Excerpts from Isaiah 51:1-11:

The Lord will surely comfort Zion and will look with compassion on all her ruins; he will make her deserts like Eden, her wastelands like the garden of the LORD.  Joy and gladness will be found in her, thanksgiving and the sound of singing.

Lift up your eyes to the heavens, look at the earth beneath; the heavens will vanish like smoke, the earth will wear out like a garment and its inhabitants die like flies. But my salvation will last forever, my righteousness will never fail.

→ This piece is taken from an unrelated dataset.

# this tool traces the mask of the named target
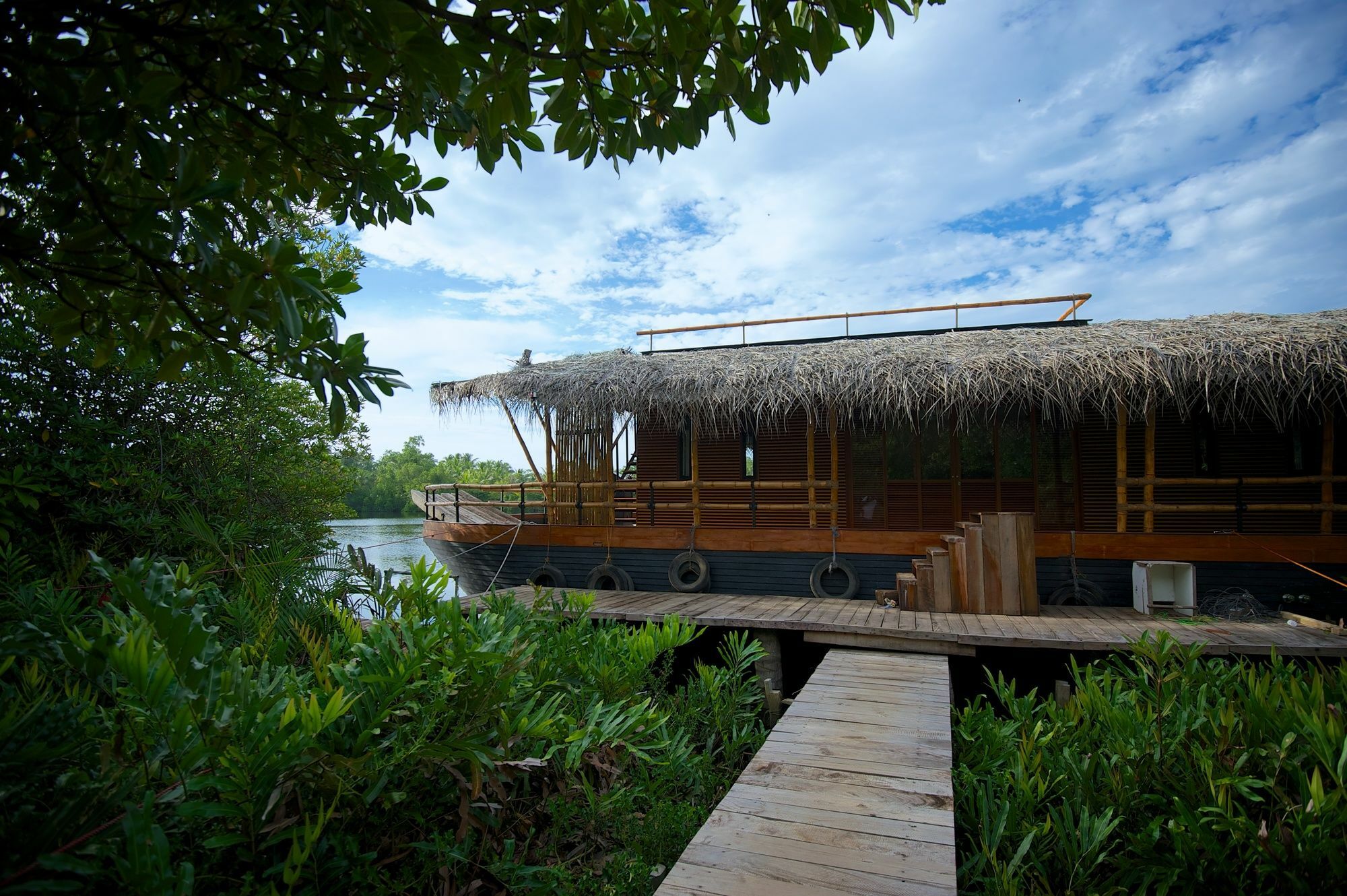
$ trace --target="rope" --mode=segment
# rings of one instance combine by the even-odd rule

Awake, awake! Clothe yourself with strength, O arm of the LORD; awake, as in days gone by, as in generations of old. Was it not you who cut Rahab to pieces, who pierced that monster through? Was it not you who dried up the sea, the waters of the great deep, who made a road in the depths of the sea so that the redeemed might cross over?  

The ransomed of the LORD will return.  They will enter Zion with singing; everlasting joy will crown their heads. Gladness and joy will overtake them, and sorrow and sighing will flee away.

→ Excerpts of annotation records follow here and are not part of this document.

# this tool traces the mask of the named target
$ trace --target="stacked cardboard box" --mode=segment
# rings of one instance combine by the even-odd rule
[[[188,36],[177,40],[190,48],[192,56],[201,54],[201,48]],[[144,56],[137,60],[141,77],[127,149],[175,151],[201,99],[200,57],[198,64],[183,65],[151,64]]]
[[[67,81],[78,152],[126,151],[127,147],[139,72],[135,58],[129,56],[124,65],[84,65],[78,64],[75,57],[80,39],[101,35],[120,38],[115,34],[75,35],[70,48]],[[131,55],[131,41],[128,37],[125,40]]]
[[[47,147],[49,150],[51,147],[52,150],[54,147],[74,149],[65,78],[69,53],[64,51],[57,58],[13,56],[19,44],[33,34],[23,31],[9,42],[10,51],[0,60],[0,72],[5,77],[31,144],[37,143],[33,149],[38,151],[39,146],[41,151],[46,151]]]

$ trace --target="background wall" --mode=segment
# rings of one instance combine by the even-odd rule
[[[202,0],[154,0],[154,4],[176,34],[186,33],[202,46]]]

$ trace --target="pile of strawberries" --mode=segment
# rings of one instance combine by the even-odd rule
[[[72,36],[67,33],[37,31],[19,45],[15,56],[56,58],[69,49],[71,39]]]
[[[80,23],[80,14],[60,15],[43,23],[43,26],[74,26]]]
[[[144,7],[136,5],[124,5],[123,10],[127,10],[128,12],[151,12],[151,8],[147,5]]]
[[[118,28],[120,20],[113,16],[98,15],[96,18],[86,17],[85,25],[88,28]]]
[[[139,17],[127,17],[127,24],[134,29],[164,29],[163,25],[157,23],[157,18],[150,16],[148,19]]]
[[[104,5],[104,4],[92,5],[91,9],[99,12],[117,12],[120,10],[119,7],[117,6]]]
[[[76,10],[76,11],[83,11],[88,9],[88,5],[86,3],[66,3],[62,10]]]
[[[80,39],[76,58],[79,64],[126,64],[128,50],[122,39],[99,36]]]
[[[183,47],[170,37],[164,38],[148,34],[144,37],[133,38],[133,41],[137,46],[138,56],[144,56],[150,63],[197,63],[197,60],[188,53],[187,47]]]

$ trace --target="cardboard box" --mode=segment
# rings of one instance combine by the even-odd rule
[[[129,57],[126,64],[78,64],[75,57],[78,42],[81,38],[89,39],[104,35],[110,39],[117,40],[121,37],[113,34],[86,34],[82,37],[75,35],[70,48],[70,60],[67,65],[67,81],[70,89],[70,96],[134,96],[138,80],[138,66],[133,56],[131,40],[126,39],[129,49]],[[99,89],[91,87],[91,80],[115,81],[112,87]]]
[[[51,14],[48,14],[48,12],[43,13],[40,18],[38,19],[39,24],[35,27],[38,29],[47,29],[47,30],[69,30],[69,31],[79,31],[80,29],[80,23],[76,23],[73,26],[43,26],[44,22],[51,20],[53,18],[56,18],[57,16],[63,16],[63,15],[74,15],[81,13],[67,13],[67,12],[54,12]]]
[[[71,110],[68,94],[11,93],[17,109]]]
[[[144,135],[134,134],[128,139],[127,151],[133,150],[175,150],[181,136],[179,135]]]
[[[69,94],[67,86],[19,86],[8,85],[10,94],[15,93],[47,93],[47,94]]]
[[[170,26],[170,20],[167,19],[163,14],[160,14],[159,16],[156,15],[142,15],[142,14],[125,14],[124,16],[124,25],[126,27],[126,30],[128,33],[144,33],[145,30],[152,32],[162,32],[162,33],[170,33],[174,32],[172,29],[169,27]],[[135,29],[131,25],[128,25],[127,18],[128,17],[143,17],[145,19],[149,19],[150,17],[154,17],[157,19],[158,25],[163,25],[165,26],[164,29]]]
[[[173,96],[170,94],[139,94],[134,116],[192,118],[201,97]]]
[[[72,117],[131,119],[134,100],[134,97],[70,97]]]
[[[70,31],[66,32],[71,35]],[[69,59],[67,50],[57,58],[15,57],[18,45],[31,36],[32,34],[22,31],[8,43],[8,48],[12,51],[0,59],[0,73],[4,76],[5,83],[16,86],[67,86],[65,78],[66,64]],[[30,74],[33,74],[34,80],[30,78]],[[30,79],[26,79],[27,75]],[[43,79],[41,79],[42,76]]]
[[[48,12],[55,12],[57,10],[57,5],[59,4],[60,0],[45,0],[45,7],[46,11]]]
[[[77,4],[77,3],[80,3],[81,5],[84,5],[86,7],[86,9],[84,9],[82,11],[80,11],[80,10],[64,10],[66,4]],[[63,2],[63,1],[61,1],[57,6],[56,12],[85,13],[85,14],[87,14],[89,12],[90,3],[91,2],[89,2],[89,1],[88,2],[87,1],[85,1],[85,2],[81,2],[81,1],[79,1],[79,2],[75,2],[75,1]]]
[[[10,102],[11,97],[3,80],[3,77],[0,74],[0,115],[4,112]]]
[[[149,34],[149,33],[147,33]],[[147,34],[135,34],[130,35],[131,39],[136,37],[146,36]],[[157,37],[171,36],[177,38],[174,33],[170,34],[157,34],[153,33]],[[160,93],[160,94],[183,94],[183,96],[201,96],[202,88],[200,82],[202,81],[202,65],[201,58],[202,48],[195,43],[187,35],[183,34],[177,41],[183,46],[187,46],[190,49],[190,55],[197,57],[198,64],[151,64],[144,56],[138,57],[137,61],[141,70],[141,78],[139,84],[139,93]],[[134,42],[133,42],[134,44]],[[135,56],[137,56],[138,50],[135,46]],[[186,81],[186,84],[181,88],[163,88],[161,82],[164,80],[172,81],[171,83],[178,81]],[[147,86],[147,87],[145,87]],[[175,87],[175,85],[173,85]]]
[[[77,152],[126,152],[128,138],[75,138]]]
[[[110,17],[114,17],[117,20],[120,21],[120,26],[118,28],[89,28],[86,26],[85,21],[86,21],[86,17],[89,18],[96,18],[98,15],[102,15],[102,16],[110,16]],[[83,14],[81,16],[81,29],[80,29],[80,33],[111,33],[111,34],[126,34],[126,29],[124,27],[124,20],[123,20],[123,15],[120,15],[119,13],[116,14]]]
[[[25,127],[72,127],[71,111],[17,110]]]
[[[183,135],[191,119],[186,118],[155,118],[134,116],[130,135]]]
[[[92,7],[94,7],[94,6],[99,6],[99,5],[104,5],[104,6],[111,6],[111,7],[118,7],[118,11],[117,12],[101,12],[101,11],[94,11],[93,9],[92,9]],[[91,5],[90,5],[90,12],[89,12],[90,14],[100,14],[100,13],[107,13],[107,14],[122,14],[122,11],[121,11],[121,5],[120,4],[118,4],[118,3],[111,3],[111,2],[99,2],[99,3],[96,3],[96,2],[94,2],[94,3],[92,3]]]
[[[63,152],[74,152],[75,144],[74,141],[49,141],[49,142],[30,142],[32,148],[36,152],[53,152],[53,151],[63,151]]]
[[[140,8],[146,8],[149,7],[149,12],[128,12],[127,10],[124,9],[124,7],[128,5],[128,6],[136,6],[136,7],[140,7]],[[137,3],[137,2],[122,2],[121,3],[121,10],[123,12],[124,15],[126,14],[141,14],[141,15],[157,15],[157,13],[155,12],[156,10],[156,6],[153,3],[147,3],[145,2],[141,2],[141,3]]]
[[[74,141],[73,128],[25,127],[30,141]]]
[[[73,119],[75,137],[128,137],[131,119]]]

Daddy enters halfway through, and grabbing his sandwich, he joins us.  He gives us commentary on the history contained in the verses.

He closes us in prayer.


And then I hear it.  His heart.

It isn't the glasses, or the bike pump, or the tires, or hanging Peter's feeder. Or even getting a later start with his work.

He wants more time with his family. He wants at least one day off a week--one entire day.  He pleads with the Lord for that, and for a better job, and for time to study for certifications, or for a computer internship--all things that still elude him.

Husband has been reading Ann's book, intermittently, as I've left it on the end table, or on the computer desk.  He's fighting the concepts, I can tell. I haven't mentioned that I know he peeks at it.  I don't want to spoil the work of the Holy Spirit.

He wants to be grateful, thankful, but it's foreign to him.

Ann lost her little sister years ago--her blood splattered on their gravel driveway by a delivery truck driver.  Grief shattered the family, and Ann, for years.

It never occurred to me that he would pick up the book and be intrigued.  It's the Holy Spirit.

Husband lost his mother at sixteen, her blood splattered by a truck driver on a Delaware country rode.  His life didn't turn out well, though he loves us, his family. He is grateful for us.

All the rest is hard, as it was for Ann.

She started with a list.  A list of everyday gifts, everyday blessings.  And through her list, she found more than thankfulness.  Thanks-giving bore fruit--joy, peace, freedom from fear, a heart to give back, and profound intimacy with the Lord.

I want all that, and more, for my husband.

May it be so, Lord.





4 comments:

Sandi said...

I love this post. Beautiful picture of longing.

Blessing to you. I can relate to things descending into frustration and anger with the variables we have T out house.

Sandi said...

I meant "AT OUR HOUSE"

I have so little time right now that I type far to fast :o)

Ann Kroeker said...

I felt like I was a fly on the wall as the day unfolded, listening in, wincing when things weren't going well, hoping you'll find those glasses, and feeling the ebb and flow of frustration and anger...and then the prompting...the Scripture..the revelation of your husband's hopes and desires to be with family.

A beautiful post. Beautiful.

Christine said...

Sandi and Ann, I appreciate your comments! Thank you for taking the time to say hi!